Each one measures roughly nine metres by six, and they appear at irregular intervals on the northern and southern sides of the lake and to the west and south-west of the church. They are the remnants of a charcoal-making industry, the physical signatures of a process that was once widespread across wooded upland areas.
The platforms, sometimes called hearths or pitsteads, were levelled into hillsides to create a flat, stable surface on which a charcoal burn could take place. Wood was stacked in a careful mound, covered with turf or earth to control the air supply, and allowed to smoulder slowly for days at a time. The resulting charcoal was a vital industrial fuel, used in smelting and iron-working.
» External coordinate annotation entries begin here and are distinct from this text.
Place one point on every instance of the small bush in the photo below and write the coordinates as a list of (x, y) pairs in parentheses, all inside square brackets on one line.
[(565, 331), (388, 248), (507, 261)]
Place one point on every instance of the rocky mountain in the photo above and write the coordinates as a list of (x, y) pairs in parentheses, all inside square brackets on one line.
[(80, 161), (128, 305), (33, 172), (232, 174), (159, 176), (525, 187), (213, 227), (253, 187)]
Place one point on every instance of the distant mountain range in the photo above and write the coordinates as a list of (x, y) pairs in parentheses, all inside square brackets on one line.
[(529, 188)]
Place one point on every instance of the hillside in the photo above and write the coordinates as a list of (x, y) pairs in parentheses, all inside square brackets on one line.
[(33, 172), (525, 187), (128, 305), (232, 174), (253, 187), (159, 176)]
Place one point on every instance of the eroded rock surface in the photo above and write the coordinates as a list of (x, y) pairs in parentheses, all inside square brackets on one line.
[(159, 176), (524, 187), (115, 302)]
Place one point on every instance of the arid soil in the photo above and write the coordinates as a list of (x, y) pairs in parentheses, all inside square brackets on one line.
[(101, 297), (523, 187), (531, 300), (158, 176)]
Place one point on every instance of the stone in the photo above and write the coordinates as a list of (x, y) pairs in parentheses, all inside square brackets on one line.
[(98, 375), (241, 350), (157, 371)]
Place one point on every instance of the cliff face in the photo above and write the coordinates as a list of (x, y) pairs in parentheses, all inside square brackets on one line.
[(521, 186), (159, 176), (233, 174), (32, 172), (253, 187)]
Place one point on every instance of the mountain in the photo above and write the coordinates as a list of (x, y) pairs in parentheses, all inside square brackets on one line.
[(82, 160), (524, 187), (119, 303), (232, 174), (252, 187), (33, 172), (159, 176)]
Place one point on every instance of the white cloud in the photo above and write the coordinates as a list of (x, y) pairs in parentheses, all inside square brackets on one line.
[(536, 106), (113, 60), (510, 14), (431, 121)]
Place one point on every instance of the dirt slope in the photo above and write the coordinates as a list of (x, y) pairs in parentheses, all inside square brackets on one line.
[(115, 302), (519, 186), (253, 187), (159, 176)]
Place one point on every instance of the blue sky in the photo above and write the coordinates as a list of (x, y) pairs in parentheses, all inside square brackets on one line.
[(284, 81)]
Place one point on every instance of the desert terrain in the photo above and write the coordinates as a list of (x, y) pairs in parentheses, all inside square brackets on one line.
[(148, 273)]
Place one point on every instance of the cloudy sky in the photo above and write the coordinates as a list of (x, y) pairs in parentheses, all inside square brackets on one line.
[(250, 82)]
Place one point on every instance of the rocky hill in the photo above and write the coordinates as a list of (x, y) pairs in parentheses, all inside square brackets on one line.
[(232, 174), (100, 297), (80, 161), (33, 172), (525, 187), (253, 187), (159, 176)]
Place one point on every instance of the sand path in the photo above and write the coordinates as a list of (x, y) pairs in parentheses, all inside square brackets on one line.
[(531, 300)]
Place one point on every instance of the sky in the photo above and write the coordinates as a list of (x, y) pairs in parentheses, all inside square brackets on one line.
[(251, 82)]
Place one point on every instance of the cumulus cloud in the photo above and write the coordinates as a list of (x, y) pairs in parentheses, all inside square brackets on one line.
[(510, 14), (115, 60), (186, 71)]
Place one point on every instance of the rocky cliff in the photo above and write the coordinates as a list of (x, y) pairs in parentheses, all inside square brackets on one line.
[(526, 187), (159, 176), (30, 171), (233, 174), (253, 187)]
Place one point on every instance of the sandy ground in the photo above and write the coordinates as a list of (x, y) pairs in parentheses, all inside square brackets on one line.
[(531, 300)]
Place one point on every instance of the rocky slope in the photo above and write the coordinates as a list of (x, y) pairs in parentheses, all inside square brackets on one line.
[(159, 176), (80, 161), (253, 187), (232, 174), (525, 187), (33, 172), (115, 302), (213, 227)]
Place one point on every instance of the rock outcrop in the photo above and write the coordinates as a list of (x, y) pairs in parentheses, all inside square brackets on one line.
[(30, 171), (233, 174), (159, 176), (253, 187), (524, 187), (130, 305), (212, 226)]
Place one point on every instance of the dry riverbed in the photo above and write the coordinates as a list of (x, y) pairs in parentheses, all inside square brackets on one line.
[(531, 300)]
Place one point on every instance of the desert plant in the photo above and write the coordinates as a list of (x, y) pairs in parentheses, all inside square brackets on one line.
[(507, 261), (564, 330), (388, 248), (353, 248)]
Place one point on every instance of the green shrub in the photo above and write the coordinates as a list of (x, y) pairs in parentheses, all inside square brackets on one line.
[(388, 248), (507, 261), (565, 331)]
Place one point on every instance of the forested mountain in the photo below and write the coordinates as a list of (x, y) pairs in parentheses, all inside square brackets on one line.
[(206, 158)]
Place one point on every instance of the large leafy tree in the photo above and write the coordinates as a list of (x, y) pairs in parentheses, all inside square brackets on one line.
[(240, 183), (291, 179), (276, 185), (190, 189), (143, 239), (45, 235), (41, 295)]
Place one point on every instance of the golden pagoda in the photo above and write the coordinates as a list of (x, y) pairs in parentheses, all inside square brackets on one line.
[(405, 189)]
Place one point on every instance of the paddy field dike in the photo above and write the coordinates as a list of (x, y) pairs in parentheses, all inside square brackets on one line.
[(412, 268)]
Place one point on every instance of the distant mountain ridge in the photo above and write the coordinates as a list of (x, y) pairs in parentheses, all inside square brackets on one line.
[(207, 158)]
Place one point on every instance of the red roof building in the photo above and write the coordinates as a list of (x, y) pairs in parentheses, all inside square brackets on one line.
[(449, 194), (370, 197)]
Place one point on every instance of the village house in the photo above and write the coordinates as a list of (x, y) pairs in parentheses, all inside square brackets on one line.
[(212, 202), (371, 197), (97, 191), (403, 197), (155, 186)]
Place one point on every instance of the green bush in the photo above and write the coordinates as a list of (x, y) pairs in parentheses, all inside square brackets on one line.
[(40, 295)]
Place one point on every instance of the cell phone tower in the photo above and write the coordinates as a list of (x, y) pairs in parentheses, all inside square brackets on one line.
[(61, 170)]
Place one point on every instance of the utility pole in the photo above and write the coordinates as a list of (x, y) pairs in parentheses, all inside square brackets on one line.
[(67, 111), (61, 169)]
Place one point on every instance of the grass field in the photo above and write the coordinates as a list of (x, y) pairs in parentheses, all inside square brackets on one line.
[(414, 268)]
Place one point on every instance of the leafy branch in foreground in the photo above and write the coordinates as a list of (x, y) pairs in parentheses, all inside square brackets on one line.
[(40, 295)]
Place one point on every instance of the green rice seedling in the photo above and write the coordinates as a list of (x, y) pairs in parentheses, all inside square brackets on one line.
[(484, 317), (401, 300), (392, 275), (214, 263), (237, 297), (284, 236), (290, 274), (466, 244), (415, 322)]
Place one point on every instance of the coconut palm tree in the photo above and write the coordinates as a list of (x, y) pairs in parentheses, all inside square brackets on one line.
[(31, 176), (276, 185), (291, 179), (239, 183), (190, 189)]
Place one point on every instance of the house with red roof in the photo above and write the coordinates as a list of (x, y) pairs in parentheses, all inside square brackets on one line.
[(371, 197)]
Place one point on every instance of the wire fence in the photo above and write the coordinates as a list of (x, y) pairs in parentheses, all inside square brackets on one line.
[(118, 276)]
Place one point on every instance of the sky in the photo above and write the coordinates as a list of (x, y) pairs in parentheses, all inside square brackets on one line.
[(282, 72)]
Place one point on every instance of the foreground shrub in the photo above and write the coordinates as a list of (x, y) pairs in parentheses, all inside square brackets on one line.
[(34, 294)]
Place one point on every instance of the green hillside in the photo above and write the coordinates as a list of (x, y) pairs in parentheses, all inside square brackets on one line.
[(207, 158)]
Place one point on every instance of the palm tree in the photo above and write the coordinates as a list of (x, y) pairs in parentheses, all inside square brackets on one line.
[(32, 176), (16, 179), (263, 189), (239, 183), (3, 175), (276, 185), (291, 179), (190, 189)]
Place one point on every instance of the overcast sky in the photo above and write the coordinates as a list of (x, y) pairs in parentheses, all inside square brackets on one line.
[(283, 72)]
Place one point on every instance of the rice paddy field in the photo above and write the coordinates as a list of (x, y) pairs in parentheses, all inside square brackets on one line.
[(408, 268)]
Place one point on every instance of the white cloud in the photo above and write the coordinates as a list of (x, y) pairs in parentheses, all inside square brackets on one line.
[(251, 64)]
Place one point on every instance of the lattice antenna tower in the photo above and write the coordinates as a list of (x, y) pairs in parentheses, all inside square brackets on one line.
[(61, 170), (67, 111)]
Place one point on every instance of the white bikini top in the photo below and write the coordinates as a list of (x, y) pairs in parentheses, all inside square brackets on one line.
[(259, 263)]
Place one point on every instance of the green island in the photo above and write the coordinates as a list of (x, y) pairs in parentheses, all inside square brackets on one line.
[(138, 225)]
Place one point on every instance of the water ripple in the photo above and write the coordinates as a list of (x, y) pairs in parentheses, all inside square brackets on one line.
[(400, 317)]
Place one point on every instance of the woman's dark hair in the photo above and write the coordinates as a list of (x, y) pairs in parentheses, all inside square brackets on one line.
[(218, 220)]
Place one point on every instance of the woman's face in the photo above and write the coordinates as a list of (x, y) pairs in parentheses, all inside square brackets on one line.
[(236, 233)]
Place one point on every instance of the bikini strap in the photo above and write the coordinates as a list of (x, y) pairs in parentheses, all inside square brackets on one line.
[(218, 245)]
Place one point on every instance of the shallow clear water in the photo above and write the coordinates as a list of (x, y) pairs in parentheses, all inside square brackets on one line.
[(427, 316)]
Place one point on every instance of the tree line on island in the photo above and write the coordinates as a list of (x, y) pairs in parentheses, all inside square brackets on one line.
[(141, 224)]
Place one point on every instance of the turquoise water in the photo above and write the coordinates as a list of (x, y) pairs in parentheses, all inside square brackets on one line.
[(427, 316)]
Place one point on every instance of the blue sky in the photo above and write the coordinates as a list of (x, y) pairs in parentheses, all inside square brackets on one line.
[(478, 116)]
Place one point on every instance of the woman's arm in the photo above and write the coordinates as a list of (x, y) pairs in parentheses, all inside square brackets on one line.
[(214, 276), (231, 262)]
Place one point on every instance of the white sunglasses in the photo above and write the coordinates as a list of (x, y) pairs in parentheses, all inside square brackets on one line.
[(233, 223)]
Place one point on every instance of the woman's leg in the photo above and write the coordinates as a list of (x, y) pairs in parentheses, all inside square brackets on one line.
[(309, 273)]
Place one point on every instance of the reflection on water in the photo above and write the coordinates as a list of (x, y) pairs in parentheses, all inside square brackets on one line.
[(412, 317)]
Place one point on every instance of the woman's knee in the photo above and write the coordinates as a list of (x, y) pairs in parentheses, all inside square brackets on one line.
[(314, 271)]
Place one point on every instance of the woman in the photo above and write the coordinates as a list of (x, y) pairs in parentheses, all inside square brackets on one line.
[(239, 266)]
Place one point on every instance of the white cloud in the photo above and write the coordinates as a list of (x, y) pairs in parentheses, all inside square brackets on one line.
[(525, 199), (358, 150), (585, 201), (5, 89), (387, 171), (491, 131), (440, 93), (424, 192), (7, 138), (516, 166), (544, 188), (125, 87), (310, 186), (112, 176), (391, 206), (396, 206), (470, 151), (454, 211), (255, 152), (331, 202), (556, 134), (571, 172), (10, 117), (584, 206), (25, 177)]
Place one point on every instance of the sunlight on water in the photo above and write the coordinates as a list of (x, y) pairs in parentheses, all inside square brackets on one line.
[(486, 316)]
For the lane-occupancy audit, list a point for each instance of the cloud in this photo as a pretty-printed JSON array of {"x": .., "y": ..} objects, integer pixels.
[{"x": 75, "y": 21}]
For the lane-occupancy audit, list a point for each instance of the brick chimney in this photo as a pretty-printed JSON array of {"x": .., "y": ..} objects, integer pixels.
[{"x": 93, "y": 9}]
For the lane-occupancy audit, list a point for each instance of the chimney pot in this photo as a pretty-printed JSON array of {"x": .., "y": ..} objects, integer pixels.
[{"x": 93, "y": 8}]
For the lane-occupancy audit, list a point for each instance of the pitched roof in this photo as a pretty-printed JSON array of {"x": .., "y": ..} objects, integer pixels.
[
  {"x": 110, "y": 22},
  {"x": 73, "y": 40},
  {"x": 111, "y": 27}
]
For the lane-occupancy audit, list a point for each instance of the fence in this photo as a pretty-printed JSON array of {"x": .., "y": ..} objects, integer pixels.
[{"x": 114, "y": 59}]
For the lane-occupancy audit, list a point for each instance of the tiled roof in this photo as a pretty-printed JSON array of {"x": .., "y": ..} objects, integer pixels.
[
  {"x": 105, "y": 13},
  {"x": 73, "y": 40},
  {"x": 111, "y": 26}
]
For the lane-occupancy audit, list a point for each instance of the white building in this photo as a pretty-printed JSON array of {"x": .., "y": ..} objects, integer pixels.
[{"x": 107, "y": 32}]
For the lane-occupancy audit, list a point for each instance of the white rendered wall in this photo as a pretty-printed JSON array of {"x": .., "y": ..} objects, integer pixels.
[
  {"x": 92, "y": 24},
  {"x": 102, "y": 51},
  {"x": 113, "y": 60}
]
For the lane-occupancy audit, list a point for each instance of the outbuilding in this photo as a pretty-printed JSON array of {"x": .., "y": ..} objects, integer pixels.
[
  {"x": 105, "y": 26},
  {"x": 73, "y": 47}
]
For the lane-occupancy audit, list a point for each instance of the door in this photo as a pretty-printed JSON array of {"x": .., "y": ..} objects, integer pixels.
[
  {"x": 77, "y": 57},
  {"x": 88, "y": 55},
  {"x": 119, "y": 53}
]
At Lugduff, the sheer number of platforms, recorded as 75 in one survey and a further 40 in another, suggests this was not occasional or small-scale work. References to the site appear in scholarship going back to at least 1940, when Ua Riain noted the platforms, with later work by Healy in 1972 corroborating and extending that count. The proximity of so many sites to both the Upper Lake and Reefert Church raises questions about the period of activity and its relationship to the wider monastic and post-monastic landscape of Glendalough, though the surviving record does not firmly answer them.